La table du Goncourt, chez Drouant

Le Goncourt et le Renaudot sont aujourd’hui indissociables du restaurant Drouant. Un lien entre table festive et écriture hérité de la Troisième République. Peu avant la naissance des prix littéraires, l’événement incontournable du monde des lettres était en effet le banquet.

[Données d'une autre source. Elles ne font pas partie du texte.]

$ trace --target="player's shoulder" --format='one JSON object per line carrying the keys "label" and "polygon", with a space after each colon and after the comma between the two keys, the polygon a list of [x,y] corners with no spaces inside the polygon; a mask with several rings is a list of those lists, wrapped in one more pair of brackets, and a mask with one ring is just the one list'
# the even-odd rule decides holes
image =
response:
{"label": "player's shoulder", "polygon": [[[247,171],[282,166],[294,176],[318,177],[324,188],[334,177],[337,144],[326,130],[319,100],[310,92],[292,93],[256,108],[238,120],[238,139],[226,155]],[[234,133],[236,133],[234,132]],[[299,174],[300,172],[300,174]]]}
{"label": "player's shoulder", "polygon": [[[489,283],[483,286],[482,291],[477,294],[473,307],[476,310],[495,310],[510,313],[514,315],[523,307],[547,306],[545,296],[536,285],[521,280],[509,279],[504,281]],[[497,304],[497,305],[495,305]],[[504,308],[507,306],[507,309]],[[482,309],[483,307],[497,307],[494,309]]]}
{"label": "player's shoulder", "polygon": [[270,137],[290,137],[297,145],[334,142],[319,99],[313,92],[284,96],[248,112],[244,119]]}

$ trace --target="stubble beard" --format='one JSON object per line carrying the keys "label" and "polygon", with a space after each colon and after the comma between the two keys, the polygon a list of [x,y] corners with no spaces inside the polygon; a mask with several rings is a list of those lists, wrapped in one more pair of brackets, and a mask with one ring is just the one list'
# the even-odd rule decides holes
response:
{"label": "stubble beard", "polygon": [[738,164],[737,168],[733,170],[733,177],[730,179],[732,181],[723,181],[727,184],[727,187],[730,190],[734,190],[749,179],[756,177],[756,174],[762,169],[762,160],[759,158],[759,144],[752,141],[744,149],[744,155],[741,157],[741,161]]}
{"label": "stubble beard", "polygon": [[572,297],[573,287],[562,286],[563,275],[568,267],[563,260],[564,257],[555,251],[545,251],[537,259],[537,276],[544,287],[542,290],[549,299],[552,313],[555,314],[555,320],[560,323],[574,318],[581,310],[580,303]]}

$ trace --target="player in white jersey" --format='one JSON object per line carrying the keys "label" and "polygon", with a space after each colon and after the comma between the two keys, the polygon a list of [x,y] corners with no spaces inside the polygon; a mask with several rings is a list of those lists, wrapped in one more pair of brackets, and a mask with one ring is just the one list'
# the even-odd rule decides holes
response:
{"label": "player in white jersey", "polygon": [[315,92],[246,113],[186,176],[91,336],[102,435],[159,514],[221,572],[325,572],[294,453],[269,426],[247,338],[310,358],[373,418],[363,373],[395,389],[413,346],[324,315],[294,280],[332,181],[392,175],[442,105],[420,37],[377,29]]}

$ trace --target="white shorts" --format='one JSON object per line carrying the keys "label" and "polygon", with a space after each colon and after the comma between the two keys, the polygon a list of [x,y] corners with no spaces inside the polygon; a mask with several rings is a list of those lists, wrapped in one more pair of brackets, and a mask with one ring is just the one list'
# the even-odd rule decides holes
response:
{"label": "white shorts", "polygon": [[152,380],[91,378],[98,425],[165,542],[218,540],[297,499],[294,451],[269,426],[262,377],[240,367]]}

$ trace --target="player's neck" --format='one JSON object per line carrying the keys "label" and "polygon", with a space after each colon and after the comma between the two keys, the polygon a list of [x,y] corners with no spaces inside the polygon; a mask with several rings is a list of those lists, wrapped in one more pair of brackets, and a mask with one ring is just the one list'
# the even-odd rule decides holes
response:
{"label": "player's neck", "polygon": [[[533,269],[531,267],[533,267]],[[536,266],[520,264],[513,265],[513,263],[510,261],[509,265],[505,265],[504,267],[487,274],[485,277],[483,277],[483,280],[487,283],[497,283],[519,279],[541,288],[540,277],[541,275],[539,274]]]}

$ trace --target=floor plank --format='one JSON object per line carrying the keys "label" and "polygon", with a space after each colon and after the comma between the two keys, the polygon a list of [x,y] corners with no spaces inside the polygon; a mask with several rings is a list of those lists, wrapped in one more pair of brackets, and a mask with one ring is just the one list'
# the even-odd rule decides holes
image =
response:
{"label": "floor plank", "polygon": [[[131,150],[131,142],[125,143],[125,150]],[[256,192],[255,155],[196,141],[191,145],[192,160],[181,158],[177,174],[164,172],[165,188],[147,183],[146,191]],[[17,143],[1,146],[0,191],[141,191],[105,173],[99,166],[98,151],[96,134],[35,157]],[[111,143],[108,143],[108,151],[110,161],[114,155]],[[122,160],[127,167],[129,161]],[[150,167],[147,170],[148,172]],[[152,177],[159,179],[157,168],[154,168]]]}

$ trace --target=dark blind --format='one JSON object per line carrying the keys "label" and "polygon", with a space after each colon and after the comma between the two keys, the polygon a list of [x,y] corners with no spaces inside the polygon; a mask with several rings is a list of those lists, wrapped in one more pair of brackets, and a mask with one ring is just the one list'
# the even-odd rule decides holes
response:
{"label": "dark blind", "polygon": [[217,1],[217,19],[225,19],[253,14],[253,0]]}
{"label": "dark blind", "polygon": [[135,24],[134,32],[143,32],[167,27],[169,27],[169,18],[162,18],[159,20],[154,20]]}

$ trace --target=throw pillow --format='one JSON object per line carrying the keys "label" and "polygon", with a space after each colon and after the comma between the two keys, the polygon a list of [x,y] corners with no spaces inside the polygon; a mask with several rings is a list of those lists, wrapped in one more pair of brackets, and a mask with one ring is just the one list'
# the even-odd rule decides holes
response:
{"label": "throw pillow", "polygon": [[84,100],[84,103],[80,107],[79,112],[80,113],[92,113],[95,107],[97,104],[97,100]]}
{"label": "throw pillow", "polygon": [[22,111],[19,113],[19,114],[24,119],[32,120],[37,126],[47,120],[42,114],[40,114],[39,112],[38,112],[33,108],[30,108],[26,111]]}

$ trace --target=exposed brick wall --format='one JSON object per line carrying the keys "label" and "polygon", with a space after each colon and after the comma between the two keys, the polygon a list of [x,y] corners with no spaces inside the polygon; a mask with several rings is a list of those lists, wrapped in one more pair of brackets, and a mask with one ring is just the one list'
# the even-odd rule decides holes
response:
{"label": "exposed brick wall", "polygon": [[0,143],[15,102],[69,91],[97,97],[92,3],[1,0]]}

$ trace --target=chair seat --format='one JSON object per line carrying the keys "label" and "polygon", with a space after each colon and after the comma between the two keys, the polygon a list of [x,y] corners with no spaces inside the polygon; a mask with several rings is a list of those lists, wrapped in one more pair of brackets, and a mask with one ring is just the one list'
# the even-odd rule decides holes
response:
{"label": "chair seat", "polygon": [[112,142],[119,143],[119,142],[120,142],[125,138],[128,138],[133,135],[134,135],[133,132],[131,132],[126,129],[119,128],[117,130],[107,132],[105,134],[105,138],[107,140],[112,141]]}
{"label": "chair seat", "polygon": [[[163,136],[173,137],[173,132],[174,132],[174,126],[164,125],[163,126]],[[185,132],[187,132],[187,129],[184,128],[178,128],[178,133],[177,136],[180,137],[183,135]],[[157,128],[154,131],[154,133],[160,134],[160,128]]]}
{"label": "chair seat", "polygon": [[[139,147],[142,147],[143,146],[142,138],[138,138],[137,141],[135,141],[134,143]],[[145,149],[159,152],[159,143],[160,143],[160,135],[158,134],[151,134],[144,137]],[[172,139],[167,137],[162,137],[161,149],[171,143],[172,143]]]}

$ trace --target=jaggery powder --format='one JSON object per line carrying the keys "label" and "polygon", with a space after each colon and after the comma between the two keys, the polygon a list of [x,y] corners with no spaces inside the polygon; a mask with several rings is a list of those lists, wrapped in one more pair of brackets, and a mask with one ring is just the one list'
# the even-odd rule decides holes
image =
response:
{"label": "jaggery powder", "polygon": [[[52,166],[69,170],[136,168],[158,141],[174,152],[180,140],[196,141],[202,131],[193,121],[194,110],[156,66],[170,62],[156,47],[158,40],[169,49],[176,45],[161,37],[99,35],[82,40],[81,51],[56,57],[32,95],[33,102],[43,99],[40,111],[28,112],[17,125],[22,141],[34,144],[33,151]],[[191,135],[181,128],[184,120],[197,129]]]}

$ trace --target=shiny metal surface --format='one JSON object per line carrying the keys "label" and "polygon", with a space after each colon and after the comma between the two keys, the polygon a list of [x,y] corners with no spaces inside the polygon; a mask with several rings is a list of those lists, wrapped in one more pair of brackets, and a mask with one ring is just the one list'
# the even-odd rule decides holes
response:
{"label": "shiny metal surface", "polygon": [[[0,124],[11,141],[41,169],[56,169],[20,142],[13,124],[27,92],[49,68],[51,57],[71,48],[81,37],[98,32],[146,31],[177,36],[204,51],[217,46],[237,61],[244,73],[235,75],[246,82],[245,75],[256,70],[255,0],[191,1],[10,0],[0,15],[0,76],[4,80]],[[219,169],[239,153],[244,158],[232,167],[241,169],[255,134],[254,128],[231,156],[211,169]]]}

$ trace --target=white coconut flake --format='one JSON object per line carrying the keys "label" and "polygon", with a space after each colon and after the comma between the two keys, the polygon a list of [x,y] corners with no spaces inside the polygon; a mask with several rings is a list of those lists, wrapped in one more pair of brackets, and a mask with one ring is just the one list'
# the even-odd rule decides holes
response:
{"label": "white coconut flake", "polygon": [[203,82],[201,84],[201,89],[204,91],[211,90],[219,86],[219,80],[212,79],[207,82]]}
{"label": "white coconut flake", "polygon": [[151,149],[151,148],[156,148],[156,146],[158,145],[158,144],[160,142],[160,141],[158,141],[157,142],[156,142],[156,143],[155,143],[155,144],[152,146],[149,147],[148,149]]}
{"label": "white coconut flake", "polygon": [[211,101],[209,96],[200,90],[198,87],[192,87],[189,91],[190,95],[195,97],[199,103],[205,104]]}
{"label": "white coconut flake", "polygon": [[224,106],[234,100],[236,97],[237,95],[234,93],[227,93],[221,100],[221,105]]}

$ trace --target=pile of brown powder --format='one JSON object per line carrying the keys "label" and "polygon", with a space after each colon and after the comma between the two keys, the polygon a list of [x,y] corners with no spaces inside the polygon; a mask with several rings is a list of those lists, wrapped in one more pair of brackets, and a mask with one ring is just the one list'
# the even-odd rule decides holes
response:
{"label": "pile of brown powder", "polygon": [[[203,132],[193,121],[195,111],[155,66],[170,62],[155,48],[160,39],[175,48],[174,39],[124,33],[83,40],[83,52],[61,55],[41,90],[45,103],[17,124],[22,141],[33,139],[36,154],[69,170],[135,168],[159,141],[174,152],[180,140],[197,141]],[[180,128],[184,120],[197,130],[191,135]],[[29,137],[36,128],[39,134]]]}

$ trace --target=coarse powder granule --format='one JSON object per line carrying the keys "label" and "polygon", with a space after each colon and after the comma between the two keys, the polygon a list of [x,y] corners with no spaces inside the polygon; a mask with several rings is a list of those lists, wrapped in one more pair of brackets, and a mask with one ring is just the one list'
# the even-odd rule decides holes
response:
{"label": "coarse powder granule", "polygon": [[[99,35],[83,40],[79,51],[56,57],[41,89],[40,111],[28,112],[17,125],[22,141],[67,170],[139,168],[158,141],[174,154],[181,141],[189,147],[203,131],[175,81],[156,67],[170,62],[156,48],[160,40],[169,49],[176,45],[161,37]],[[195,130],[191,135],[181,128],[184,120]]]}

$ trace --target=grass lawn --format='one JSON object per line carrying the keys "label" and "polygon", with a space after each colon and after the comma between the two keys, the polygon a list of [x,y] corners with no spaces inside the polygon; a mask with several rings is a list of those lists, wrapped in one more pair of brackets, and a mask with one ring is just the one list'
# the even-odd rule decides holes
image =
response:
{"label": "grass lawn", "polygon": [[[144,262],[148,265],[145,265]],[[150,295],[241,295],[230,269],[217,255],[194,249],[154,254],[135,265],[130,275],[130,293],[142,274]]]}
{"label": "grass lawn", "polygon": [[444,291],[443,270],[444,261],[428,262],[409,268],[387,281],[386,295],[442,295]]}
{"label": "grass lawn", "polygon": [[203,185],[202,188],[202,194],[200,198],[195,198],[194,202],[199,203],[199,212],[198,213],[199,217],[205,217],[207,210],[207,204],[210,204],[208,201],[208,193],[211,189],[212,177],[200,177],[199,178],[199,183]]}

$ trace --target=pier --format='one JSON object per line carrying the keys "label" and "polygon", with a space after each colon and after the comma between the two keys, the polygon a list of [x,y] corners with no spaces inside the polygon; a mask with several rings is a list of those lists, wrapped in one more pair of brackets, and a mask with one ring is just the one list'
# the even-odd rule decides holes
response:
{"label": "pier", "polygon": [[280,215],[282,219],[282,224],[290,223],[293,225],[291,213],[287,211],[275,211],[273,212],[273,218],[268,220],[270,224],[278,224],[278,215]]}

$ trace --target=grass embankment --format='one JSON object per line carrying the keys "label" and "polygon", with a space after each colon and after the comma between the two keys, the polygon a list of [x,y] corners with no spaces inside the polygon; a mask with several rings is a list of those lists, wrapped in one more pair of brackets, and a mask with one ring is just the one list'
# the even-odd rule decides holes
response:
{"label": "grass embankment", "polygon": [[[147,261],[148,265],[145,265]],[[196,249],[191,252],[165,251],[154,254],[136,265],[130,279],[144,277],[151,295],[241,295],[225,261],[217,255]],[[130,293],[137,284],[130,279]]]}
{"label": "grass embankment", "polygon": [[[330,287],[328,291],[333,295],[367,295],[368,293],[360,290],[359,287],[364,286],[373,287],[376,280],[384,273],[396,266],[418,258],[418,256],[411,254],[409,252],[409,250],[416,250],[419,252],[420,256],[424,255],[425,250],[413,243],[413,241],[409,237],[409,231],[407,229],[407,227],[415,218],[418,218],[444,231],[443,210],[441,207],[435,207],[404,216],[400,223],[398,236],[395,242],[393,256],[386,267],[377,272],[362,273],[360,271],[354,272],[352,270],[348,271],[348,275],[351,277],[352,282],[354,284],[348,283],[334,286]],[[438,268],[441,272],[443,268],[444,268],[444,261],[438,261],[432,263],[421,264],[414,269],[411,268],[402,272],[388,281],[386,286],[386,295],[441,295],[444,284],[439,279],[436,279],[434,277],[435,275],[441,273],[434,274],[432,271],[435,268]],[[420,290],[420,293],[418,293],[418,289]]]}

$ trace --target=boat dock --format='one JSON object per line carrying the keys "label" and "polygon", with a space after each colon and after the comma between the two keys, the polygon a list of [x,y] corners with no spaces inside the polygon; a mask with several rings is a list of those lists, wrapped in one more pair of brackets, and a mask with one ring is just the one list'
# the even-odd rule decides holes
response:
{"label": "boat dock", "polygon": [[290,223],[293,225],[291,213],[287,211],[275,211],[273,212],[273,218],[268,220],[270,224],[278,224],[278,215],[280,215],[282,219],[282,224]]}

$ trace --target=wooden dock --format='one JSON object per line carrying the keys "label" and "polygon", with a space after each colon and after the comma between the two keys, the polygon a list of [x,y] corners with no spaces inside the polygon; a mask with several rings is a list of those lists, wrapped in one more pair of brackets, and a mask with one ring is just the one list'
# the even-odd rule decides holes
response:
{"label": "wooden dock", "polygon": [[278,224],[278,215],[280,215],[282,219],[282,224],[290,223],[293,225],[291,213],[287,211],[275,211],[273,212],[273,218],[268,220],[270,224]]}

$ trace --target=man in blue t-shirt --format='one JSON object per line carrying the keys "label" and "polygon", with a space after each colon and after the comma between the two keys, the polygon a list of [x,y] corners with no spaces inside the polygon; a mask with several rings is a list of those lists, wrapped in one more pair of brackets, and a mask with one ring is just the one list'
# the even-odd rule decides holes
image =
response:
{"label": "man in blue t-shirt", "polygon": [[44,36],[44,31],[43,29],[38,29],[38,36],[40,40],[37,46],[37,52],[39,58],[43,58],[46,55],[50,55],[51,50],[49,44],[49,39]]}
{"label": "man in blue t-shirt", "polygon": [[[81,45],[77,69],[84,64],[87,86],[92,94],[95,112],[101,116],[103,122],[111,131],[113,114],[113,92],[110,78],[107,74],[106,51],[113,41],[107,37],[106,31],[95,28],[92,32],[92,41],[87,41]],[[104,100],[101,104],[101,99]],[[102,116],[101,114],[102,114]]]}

Ecrivains et éditeurs prennent alors exemple sur les hommes politiques, et font de la table un événement promotionnel, rappellent Anthony Glinoer et Vincent Laisney dans L’Âge des cénacles. En 1881, un banquet est ainsi donné en l’honneur de Sully Prudhomme ; en 1883, on fête le 81e anniversaire de Victor Hugo ; en 1888, on rend hommage à Mallarmé ; en 1893, on déjeune en l’honneur de Zola… Le but de ces agapes ? Promouvoir un livre, un mouvement littéraire ou couronner la carrière d’un écrivain. Le nombre des convives est impressionnant : 300 pour Edmond de Goncourt en 1895, 250 pour Zola. L’affichage médiatique est tout aussi impressionnant. Ces événements sont relatés dans les journaux, les discours sont publiés. « Il s’agit toujours, par le truchement d’une sociabilité festive, d’engager la représentation que l’avenir devra se faire d’une période de la vie littéraire », écrit Jean-Louis Cabanès dans « Banquets littéraires : pompes et circonstances ». Toute une stratégie est développée autour de ces événements. Le banquet en l’honneur du Pèlerin passionné de Jean Moréas ne vise pas simplement à soutenir le livre. L’écrivain le conçoit comme le point d’orgue de sa stratégie publicitaire pour la reconnaissance du mouvement symboliste et de son propre statut de chef de file. Pour cela, il fait en sorte d’apparaître comme le centre de l’attention mais non l’organisateur de l’événement : c’est Mallarmé qui préside ce dîner du 2 février 1891, et les invitations sont signées par Barrès et Henri de Régnier.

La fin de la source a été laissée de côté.